Это были первые счастливые мгновения в жизни ребенка. Горькое счастье! Но необходимое и дорогое, как глоток живительной влаги для детской души, столь рано познавшей боль и жестокость.
Весна и лето прошли сравнительно спокойно. И дома, и в школе Поль успешно работал, к удовольствию учителей и приемного отца. Мели полнилась ненавистью, но не особенно досаждала приемышу, выжидая, когда сможет совсем от него освободиться. Дени принимал худой мир в своем доме за чистую монету и надеялся, что дальше будет лучше.
В конце осени баржа вернулась на зимовку на свое место возле моста Сен-Пер, и Поля на целую неделю отпустили в семейство Биду. Можно представить себе, как радовался бедный мальчик, как был счастлив вновь оказаться в атмосфере сердечной любви и дружбы!
Марьетта выросла и похорошела. Она по-прежнему оставалась любимой названой сестренкой сироты. Дети испытывали друг к другу глубокую привязанность. Летняя разлука только усилила это чувство, и теперь, счастливые и серьезные, они строили планы на будущее.
Так прошли зима, весна, и снова настало лето. Жизнь каждого постепенно входила в какое-то русло. В существовании Поля были волнующие моменты — поездки на кладбище, уход и возвращение шаланды, распределение наград в школе, когда сияющий и гордый папа Дени надевал на головку ребенка венок и целовал его.
Мели затаила в душе черные чувства и намерения, ожидая своего часа, как кошка у норы мышонка.
Дени по-прежнему работал не покладая рук.

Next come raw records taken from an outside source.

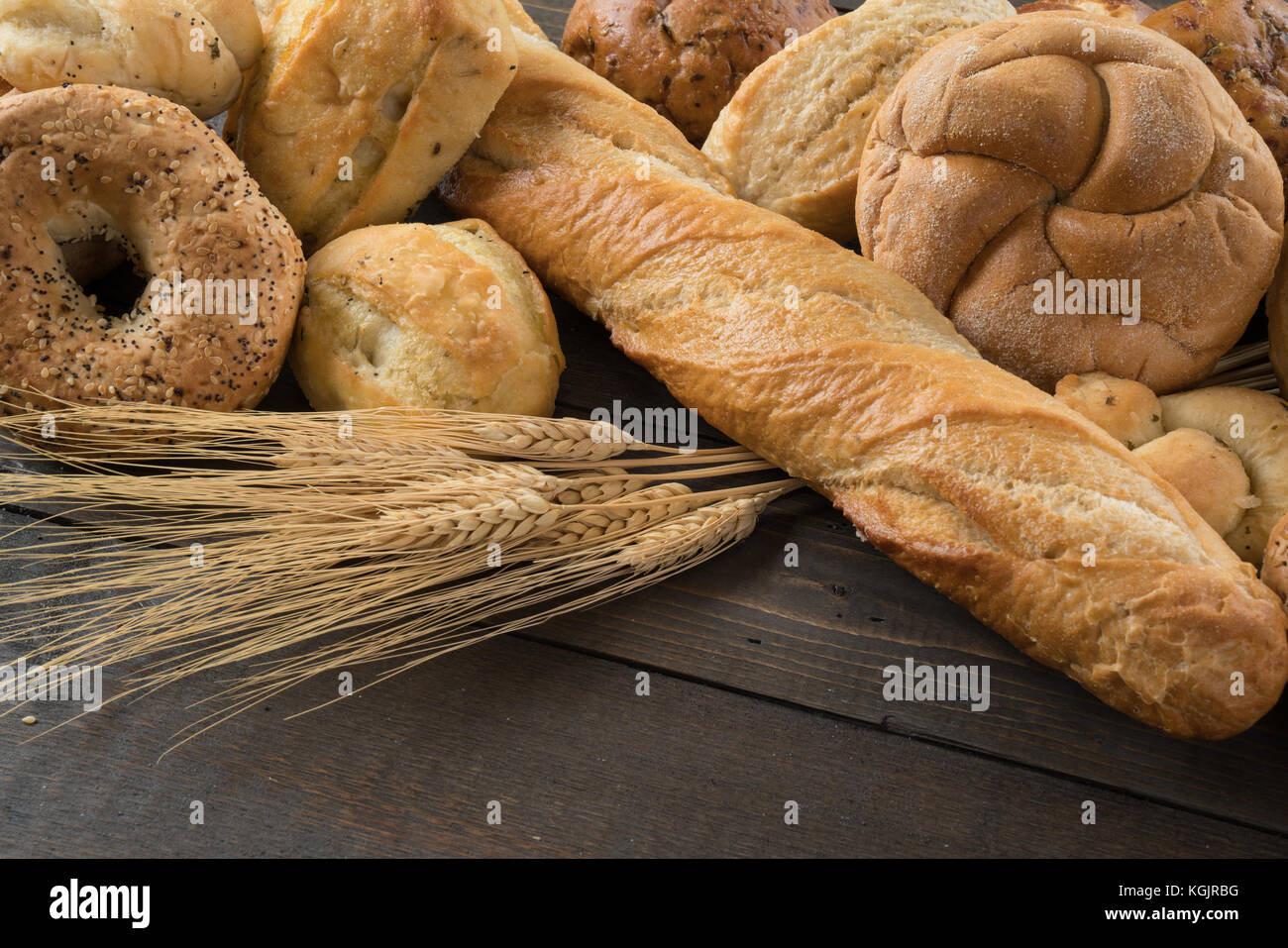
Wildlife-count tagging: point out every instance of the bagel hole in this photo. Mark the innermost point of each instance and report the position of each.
(103, 270)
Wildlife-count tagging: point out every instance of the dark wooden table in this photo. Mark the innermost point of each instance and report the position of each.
(765, 687)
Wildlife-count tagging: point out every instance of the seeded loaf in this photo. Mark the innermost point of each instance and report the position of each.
(1039, 523)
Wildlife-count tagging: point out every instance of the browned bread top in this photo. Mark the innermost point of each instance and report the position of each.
(846, 376)
(1127, 11)
(1077, 194)
(686, 56)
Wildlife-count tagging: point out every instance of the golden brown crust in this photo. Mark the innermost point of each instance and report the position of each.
(344, 132)
(791, 137)
(686, 58)
(1125, 408)
(1274, 567)
(443, 316)
(1276, 308)
(848, 377)
(184, 204)
(1013, 175)
(239, 27)
(138, 44)
(1126, 11)
(1253, 425)
(1244, 43)
(1207, 473)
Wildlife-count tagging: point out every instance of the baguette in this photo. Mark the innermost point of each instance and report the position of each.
(842, 373)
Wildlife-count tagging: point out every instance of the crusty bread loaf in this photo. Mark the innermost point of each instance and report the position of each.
(138, 44)
(1074, 209)
(793, 136)
(445, 316)
(845, 375)
(359, 108)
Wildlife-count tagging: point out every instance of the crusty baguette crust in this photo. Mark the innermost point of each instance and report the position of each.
(359, 108)
(846, 376)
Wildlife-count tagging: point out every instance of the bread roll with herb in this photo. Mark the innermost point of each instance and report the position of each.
(1253, 425)
(846, 376)
(686, 58)
(445, 316)
(791, 137)
(359, 108)
(1207, 473)
(1125, 408)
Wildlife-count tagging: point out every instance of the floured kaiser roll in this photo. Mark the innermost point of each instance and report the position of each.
(791, 137)
(1127, 11)
(445, 316)
(1077, 194)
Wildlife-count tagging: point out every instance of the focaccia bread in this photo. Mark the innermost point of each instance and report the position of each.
(842, 373)
(359, 108)
(793, 136)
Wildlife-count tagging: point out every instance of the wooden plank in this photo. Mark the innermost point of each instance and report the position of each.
(580, 764)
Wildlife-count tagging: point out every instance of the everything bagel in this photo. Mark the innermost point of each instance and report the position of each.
(224, 269)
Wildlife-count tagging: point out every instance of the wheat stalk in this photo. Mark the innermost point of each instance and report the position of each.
(412, 536)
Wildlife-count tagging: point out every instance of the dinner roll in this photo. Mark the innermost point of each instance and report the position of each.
(360, 108)
(1209, 474)
(1254, 425)
(167, 48)
(1076, 193)
(791, 137)
(686, 58)
(445, 316)
(1125, 408)
(1127, 11)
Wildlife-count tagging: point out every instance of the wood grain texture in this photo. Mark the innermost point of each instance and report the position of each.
(765, 687)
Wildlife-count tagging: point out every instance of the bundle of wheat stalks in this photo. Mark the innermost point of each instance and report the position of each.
(310, 544)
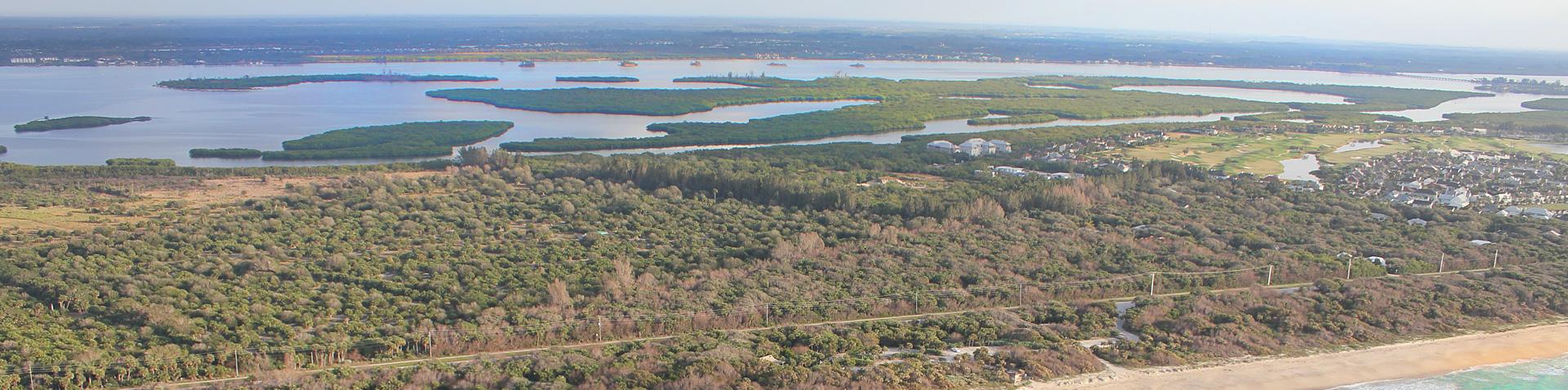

Но художник стал попивать, в чем Мели его всячески одобряла и поддерживала, имея, конечно, какие-то свои цели.
Полю должно было исполниться десять лет. Для своего возраста мальчик был высоким и крепким, так что ему легко давали двенадцать. Это послужило для Мели поводом заявить однажды, что пора отдавать мальчишку в обучение ремеслу. Он уже достаточно поучился в школе, ест и пьет за двоих, времена теперь тяжелые, и вообще, он в семье чужой, приемыш, и нечего с ним нянчиться.
Художник был против.
— Он слишком юн, — возражал Дени. — К тому же Поль так хорошо успевает, что хотелось бы учить его дальше.
Мели снова и снова возвращалась к спорной проблеме, желая не только добиться своего, но и посмотреть, как далеко простирается ее власть, удастся ли ей сломить упрямца. Прачка всячески ублажала сожителя, была кроткой и ласковой, подносила «стаканчики», но художник не уступал, хотя временами, выпив, казалось, готов был согласиться. Поняв, что ее власть над любовником достаточно велика, злая женщина снова начала свои придирки. Жизнь мальчика с каждым днем все больше превращалась в ад. Скажи он «да», скажи «нет», сделай или не сделай, побои сыпались на него беспрестанно, само собой в отсутствие отца. Мачеха хотела сделать пребывание в доме для ребенка невыносимым и заставить его самого попроситься уехать. Она надеялась, что угрозы и оплеухи замкнут уста истязаемого, и он не посмеет жаловаться.
Но и это еще не все. В дни, когда Поль завтракал вне дома, прачка давала ему с собой плесневелый хлеб и разные отбросы, от которых ребенка тошнило. При этом она приговаривала со злой усмешкой:
— Если не нравится, иди заработай на что-нибудь получше.
И снова побои, без повода, объяснений, без устали. Однажды ведьма отбила себе о ребенка руки; не найдя палки, схватила кочергу и стала колотить мальчика по плечам и по бедрам. Полю показалось, что она сейчас убьет его, и сирота впервые дал волю своему возмущению.
— Если бы я был большой, — сказал он, — я бы… убил тебя!
— Так ты убийца! Я кормлю это ничтожество, а он убийца! — кричала разъяренная фурия.
В этот вечер Дени, как обычно, с помощью Мели сильно напился. Раскиснув от вина, художник поверил наговорам мачехи и отругал приемного сына.
— В конце концов, мой милый, — Поль впервые слышал у отца такой тон, — в конце концов, надо жить с ней в ладу. Она — моя жена, ты это знаешь, и я хочу, чтобы дома был покой.
Поль не протестовал против грязных обвинений мачехи, но удрученно сказал:
— Раз и папа Дени против меня, я хочу умереть.
В следующие дни все повторилось. Кочерга оставляла на теле ребенка синие, черные и фиолетовые пятна.
Дени, будучи постоянно «под парами», не мог устоять перед ласками, которыми его одаривала мегера, и принял ее сторону. Рано или поздно это должно было случиться.
В такой обстановке мальчиком вновь овладела мысль о самоубийстве.
Из статистики известно, что детские суициды[30] вещь нередкая. К тому же сирота, возможно, носил в себе «ген самоубийства» — ведь он был сыном покончившей с собой женщины.